Postagem Dag Vulpi 03/06/2011
Por Polêmico
Sábado, 21 de maio, Centro de São Paulo. A Marcha da Maconha, proibida pela Justiça, vai às ruas e é reprimida pela polícia.
“Não adianta querer tratar um debate de ideias com porrada. A gente não vai aceitar, a gente vai continuar”, argumenta o jornalista Júlio Delmanto.
As vozes pela descriminalização, ou até pela liberação da maconha, estão ganhando apoio de peso. O líder do PT na Câmara dos Deputados, Paulo Teixeira, já defendeu publicamente até a formação de cooperativas para o plantio de maconha.
E agora o ex-presidente Fernando Henrique Cardoso, prestes a completar 80 anos, conduz um documentário que defende a descriminalização do uso de drogas e a regulação do uso da maconha.
Por que o presidente resolveu meter a mão nesse vespeiro? “Porque é um vespeiro. As pessoas não tem coragem de quebrar o tabu e dizer: vamos discutir a questão”, diz Fernando Henrique Cardoso.

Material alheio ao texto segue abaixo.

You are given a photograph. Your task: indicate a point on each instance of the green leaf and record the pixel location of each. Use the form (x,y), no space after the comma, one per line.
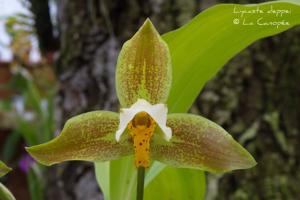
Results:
(203,46)
(212,39)
(144,68)
(89,137)
(5,194)
(200,144)
(4,169)
(175,184)
(117,178)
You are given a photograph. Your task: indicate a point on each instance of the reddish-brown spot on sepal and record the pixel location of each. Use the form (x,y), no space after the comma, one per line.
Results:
(89,137)
(144,68)
(201,144)
(4,169)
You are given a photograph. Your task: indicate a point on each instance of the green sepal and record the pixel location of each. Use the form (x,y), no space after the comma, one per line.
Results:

No filme “Quebrando o tabu”, que estreia nesta semana, Fernando Henrique Cardoso e ex-presidentes do México, Ernesto Zedillo; da Colômbia, César Gaviria; e dos Estados Unidos, Jimmy Carter e Bill Clinton reconhecem: falharam em suas políticas de combate às drogas.
Perguntado sobre o motivo pelo qual não foi implementado em seu governo, Fernando Henrique Cardos responde: “Primeiro porque eu não tinha a consciência que tenho hoje. Segundo que eu também achava que a repressão era o caminho”.
Todos concluem que a guerra mundial contra as drogas, iniciada há 40 anos, é uma guerra fracassada. Bilhões de dólares são gastos no mundo inteiro, mas o consumo cresce, e cresce o poder do tráfico, espalhando a violência. As armas constantemente recolhidas dos traficantes no Rio de Janeiro são a prova de que a polícia trabalha enxugando gelo. É preciso ir além das apreensões de drogas e do combate aos traficantes.
“Um ponto central é questionar a lógica de guerra, não é defender o uso da droga. É apenas dizer: ‘vamos ver, vamos pensar se não existem jeitos mais inteligentes e mais eficientes de lidar com esse assunto’”, diz o diretor do filme Fernando Gronstein Andrade.
No Brasil, a maconha é a droga mais difundida. Consumida por 80% dos usuários de drogas; 5% da população adulta. Mas é inofensiva a ponto de ser legalizada?
“Não há droga inofensiva. Qualquer coisa depende da dose, da sensibilidade do indivíduo. Agora, entre as drogas usadas sem finalidade médica para fins de divertimento, para fins de recreação, a maconha é bastante segura”, afirma Elisaldo Carlini,médico da Unifesp especializado em drogas.
Palavra de quem há mais de 40 anos estuda a questão e trata dependentes. O professor Elisaldo Carlini representa o Brasil nas comissões de drogas da Organização Mundial da Saúde (OMS) e das Nações Unidas.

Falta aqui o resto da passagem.